Entrepreneur Aims To Combat Food Insecurity In Chicago Through Grocery Store
ABlack entrepreneur is on a mission to combat food insecurity in Chicago. According to Block Club Chicago, Liz Abunaw is opening a fresh food market to ensure that residents on the West Side have access to affordable and healthy food options.
Food deserts have been a longstanding issue in Chicago. Many low-income residents living in West and South Side communities often have to travel over a mile to go to a full-service supermarket. A study conducted by the United States Department of Agriculture identified 39 Cook County neighborhoods as food deserts. Aware of the staggering statistics and passionate about the importance of health, especially in the midst of the pandemic, Abunaw decided to create a permanent physical location for Forty Acres Fresh Market. The store will open its first brick-and-mortar location in the Austin community this year.
“Neighborhoods with fewer grocery stores have worse health outcomes; higher rates of diet-related illness, obesity, high blood pressure, diabetes, kidney disease. These are all far more prevalent where food is less available,” Abunaw said in a statement, according to the news outlet.

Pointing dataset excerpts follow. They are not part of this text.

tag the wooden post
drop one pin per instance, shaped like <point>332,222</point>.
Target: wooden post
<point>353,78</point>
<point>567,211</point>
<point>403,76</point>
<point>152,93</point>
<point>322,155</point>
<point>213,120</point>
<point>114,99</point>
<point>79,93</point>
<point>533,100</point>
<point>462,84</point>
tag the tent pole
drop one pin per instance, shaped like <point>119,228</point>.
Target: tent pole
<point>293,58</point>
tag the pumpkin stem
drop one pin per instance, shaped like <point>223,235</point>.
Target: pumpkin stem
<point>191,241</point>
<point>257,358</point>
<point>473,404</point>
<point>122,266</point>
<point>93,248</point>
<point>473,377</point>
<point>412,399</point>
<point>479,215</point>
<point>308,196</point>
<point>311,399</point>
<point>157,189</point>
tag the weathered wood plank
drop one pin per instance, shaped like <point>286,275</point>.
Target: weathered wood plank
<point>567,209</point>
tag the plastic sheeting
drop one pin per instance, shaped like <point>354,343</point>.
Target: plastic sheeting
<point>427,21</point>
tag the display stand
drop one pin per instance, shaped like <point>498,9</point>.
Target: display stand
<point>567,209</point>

“From a social infrastructure standpoint, a grocery store is part of the community. That’s community cohesiveness and social cohesion that makes the neighborhood better to live in.” She wants to use her business as a vessel to empower the community by hiring local and featuring brands created by entrepreneurs from the neighborhood. Although this will be the market’s first physical location, Abunaw has been hosting grocery pop-ups for two years. Forty Acres Fresh Market was collaboratively funded by the Lumpkin Family Foundation, the Christopher Family Foundation and a state business grant for diverse entrepreneurs. The Westside Health Authority helped lead the project as well.
News about the new market comes months after a group of teenagers from Chicago launched a project to transform a liquor store on Chicago’s West Side into a pop-up fresh food grocery store.